München-Die Macherei-Universal-Investment
Münchener Quartier "Die Macherei" (Bild: Universal-Investment)

News 2019-10-23T00:00:00Z München: Universal-Investment investiert für BVK in "Die Macherei"

Die Münchener Projektentwicklung mit über 74.400 Quadratmeter Mietfläche soll spätestens im dritten Quartal 2021 fertiggestellt werden.

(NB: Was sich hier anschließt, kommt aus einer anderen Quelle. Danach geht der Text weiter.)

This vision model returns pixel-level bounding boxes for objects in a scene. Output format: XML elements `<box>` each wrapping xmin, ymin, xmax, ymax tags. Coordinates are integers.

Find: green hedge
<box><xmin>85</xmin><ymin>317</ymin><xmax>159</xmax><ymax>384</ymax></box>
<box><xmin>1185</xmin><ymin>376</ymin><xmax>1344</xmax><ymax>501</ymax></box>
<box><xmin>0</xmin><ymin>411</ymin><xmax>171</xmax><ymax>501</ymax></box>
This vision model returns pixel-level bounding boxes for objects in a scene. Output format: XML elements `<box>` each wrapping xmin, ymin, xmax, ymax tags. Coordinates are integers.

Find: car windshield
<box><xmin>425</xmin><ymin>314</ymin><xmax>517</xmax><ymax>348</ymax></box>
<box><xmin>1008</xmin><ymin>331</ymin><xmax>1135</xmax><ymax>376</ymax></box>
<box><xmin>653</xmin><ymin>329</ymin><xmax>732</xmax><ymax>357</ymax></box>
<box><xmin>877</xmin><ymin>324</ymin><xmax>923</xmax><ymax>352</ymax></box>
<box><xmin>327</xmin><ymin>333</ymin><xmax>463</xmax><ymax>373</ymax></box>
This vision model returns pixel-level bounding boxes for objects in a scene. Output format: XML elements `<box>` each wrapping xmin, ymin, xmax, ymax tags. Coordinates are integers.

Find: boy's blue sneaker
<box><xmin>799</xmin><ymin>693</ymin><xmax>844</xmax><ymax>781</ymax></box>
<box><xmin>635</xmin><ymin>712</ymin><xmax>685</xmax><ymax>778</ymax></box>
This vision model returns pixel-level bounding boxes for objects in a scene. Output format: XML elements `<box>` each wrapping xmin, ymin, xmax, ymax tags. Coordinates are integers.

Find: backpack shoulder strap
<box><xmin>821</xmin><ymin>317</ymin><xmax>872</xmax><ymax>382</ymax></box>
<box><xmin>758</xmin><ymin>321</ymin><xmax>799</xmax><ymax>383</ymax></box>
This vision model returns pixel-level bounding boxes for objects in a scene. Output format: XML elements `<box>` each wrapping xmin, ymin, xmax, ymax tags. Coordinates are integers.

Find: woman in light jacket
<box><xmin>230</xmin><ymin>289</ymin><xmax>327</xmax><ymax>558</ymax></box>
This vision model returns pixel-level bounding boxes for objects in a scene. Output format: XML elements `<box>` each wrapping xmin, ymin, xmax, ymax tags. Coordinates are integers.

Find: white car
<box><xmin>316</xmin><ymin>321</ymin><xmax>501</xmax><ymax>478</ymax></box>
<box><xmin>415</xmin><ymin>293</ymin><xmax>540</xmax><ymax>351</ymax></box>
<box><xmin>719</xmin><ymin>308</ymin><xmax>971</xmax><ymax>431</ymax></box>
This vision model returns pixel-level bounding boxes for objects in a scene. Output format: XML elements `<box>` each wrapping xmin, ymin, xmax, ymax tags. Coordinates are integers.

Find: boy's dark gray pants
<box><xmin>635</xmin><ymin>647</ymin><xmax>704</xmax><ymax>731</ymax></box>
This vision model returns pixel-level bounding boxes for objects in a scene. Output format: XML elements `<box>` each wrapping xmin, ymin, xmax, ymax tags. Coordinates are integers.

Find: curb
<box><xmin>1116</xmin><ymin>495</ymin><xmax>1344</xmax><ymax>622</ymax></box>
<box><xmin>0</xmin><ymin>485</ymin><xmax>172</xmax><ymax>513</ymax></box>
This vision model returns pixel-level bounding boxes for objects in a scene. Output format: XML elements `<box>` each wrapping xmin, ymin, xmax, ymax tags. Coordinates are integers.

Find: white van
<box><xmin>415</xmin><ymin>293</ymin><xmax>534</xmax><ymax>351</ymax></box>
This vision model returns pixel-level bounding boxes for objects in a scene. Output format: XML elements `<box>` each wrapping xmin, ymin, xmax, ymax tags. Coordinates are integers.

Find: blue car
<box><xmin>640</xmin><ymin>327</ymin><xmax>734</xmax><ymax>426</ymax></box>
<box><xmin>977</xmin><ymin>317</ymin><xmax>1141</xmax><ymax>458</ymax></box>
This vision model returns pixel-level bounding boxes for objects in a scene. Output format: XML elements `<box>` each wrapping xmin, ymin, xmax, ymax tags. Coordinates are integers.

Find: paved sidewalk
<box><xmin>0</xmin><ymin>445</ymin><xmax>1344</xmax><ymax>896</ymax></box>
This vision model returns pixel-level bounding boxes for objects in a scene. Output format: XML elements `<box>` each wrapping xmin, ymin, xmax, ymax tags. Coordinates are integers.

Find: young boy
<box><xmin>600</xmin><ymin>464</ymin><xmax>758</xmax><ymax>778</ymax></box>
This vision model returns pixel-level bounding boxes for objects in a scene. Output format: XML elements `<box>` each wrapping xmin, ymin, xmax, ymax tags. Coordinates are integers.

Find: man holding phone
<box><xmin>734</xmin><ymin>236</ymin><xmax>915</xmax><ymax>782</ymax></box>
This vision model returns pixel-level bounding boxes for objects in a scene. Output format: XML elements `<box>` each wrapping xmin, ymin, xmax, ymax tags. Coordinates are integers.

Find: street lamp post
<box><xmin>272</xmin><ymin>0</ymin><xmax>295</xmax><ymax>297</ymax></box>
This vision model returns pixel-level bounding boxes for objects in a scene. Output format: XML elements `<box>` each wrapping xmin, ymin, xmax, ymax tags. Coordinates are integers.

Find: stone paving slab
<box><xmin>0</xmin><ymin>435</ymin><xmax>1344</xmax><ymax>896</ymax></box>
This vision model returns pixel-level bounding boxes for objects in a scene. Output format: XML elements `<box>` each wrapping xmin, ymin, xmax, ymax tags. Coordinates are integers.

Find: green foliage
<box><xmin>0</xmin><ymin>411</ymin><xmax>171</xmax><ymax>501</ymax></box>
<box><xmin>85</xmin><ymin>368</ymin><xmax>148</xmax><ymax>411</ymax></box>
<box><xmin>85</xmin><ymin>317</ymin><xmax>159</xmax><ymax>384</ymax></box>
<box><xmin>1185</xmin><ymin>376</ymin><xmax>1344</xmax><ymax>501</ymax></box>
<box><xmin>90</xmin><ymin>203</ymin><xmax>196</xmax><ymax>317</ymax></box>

Universal-Investment steigt für die Bayerische Versorgungskammer (BVK) als langfristiger Anleger im Rahmen eines Forward Deals in die Projektentwicklung „Die Macherei“ in München ein. Das Quartier befindet sich im Münchner Stadtteil Berg-am-Laim und liegt auf einem rund 26.400 Quadratmeter großen Areal zwischen der Berg-am-Laim-Straße, der Weihenstephaner Straße und der Levelingstraße. Insgesamt werden dort bis zum dritten Quartal 2021 sechs Gebäude mit einer Gesamtmietfläche von mehr als 74.400 Quadratmetern fertiggestellt. Das Closing erfolgt nach Fertigstellung der Flächen, die bereits zur Hälfte langfristig vermietet wurden. Entwickler des Projektes sind Art-Invest Real Estate und Accumulata Real Estate, die das Quartier auch nach Fertigstellung im Rahmen des Asset Managements betreuen sowie als Fondsmanager für die Bayerische Versorgungskammer verwalten werden.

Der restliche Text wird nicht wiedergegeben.